Я слегка прикасался щеками к ласковым щекам подушки, таким же свежим и пухлым, как щеки нашего детства. Я чиркал спичкой и смотрел на часы. Скоро полночь. Это тот самый миг, когда заболевшего путешественника, вынужденного лежать в незнакомой гостинице, будит приступ и он радуется полоске света под дверью. Какое счастье, уже утро! Сейчас встанут слуги, он позвонит, и они придут к нему на помощь. Надежда на облегчение дает ему силы терпеть. И тут он слышит шаги. Шаги приближаются, потом удаляются. А полоска света под дверью исчезает. Это — полночь; потушили газ; ушел последний слуга — значит, придется мучиться всю ночь.

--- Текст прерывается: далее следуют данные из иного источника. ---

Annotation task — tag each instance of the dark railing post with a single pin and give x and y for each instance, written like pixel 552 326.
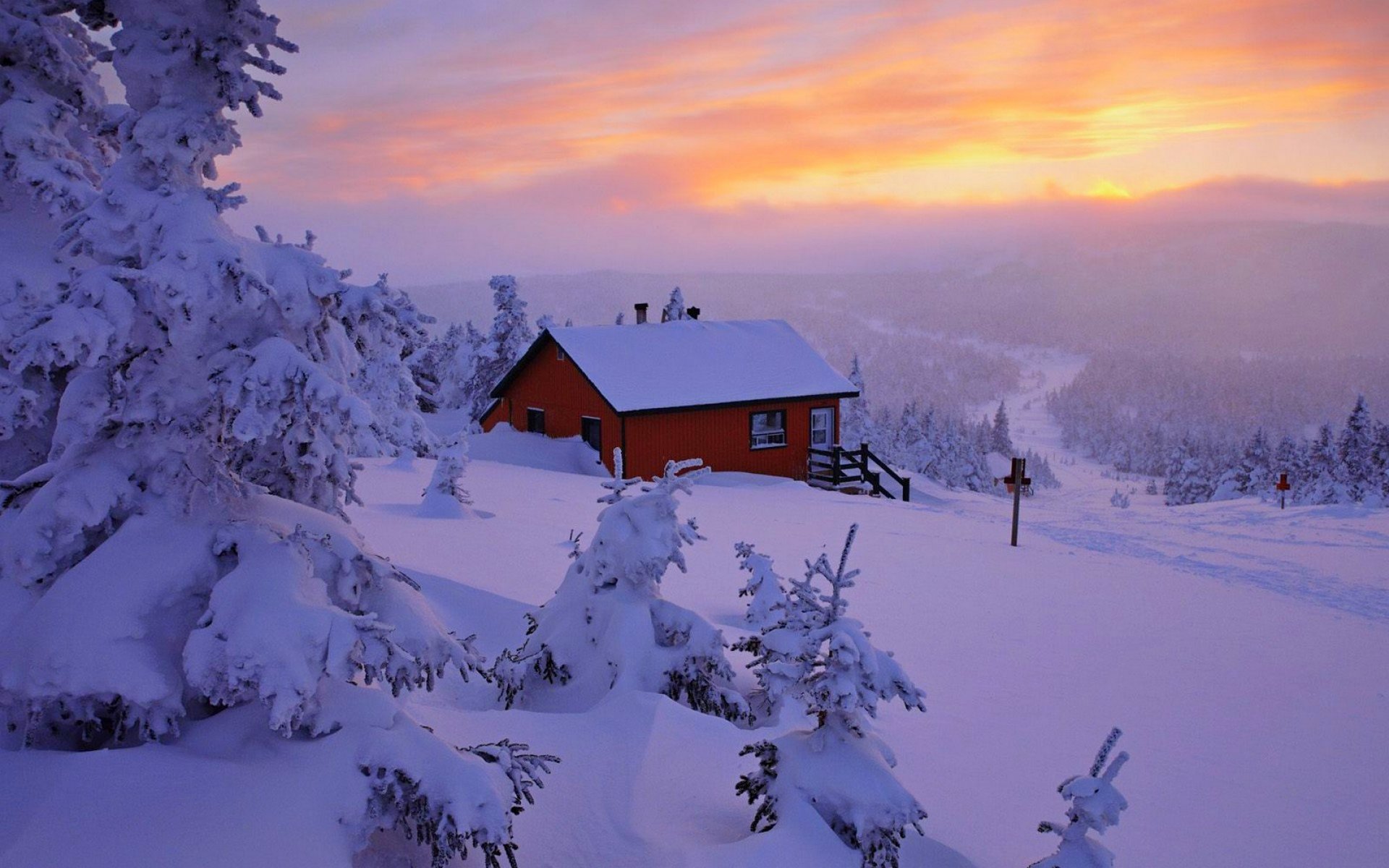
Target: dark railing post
pixel 1019 469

Я засыпал опять, но иногда пробуждался ровно на столько времени, чтобы успеть услыхать характерное потрескиванье панелей, открыть глаза и охватить взглядом калейдоскоп темноты, ощутить благодаря мгновенному проблеску сознания, как крепко спят вещи, комната — все то бесчувственное, чьею крохотной частицей я был и с чем мне предстояло соединиться вновь. Или же я без малейших усилий переносился, засыпая, в невозвратную пору моих ранних лет, и мной снова овладевали детские страхи; так, например, я боялся, что мой двоюродный дед оттаскает меня за волосы, хотя я перестал его бояться после того, как меня остригли, — этот день знаменовал наступление новой эры в моей жизни. Во сне я забывал об этом происшествии и опять вспоминал, как только мне удавалось проснуться, чтобы вырваться от деда, однако, прежде чем вернуться в мир сновидений, я из осторожности прятал голову под подушку.